We can differentiate two operational conditions for the ventilation. In order
to equilibrate the permanent vaporisation of the liquid nitrogen in the storage
containers, the losses in evaporation are mathematically calculated and the permanent
ventilation is constructed appropriately. While normal operation the oxygen
concentration should not fall below 19 % volume.
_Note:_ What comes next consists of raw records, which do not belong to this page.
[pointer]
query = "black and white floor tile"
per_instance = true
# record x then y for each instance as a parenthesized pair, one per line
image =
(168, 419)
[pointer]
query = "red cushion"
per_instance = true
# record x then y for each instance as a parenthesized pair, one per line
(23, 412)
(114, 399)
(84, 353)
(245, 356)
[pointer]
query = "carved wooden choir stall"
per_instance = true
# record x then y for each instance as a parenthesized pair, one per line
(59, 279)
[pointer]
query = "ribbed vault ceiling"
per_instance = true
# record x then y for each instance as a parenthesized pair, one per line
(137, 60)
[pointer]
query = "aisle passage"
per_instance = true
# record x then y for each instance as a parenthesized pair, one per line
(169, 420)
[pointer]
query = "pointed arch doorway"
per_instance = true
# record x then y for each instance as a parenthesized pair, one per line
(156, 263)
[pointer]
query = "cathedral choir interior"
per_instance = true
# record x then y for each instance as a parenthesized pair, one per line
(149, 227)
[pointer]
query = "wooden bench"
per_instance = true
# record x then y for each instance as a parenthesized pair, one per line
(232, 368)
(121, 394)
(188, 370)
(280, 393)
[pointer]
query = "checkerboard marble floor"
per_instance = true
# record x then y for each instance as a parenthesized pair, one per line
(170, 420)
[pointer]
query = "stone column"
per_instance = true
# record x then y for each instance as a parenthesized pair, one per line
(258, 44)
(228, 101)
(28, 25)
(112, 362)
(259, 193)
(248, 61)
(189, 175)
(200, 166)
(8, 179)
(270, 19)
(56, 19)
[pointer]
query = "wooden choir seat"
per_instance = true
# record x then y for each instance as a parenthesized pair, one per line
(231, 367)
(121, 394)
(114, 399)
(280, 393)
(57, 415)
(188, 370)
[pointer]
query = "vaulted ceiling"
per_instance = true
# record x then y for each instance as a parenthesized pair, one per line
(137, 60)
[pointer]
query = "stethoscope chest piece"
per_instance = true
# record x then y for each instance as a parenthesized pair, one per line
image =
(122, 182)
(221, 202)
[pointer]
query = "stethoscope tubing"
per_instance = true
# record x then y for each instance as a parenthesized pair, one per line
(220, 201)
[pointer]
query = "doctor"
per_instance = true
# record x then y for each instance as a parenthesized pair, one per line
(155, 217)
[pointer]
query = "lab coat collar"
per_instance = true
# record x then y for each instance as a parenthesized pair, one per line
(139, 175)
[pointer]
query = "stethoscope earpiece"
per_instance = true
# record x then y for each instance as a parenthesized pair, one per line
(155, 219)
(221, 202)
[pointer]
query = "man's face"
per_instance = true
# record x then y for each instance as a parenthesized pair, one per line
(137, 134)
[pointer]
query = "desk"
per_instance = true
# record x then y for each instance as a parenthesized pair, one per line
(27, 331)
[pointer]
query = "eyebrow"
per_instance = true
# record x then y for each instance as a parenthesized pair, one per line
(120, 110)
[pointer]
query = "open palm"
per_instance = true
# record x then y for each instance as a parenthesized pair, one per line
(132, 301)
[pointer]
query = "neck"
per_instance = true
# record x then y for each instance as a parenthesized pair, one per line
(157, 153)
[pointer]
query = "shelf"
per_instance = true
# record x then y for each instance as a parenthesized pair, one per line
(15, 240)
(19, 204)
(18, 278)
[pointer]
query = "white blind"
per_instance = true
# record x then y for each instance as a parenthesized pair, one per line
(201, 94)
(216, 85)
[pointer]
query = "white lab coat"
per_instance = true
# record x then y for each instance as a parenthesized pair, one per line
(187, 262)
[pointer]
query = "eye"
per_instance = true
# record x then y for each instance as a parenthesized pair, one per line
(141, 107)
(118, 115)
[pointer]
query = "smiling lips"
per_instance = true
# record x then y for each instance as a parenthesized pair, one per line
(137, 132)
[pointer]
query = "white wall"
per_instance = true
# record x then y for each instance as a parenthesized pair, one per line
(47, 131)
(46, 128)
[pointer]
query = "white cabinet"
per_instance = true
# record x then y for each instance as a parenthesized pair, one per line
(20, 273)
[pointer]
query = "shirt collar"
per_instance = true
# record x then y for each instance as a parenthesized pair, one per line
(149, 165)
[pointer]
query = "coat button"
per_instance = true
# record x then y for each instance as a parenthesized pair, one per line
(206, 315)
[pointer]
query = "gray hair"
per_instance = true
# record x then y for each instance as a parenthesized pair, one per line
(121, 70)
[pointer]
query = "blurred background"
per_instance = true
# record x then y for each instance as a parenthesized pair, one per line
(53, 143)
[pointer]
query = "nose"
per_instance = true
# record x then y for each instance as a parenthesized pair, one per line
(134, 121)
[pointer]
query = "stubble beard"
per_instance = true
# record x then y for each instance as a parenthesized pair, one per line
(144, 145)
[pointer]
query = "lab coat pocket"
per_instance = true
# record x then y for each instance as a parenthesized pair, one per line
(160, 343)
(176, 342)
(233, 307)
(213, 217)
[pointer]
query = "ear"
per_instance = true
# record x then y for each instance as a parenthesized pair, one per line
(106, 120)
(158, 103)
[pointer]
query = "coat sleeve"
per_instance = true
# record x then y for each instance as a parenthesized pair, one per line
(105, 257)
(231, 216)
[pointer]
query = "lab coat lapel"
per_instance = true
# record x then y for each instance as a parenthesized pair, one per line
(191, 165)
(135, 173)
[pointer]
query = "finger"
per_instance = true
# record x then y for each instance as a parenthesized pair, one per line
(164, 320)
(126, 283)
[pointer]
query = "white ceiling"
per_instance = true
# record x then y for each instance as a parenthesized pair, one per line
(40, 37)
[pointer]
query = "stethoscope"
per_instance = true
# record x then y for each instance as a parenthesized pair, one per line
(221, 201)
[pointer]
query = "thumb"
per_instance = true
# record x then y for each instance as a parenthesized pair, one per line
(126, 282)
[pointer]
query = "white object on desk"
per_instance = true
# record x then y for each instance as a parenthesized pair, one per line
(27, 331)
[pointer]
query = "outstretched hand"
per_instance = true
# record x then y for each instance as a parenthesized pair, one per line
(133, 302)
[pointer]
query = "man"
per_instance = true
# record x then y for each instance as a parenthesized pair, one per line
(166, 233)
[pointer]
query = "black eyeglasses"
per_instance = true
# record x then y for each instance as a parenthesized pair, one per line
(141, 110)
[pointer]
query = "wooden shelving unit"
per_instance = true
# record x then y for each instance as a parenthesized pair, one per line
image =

If the oxygen concentration falls lower, for example while refrigerating samples or filling dewars, auxiliary ventilation is activated. It is calculated so that the oxygen concentration is returned to the normal value within 5 minutes. If over a longer period the oxygen concentration falls below 18 % volume, a non-defined operational condition emerges. An alarm is sounded and the nitrogen feeder is switched off. But even the oxygen concentration falls at 18 % volume there not yet exists danger for the operating personnel. The error can be rectified and the alarm cancelled.
In order to be able to fill dewars or supply refrigeration devices in the various laboratory areas, transport containers must be refuelled. This is a matter of superisolated pressure containers (1.5 bar) with a content of up to 230 litres. With the refrigeration and filling of these containers, huge quantities of nitrogen gas emerges into the room. The ventilation has to be dimensioned on a large-scale. It is more ingenious to use a special filling station and to guide the expanding nitrogen via a waste gas line into the open air directly.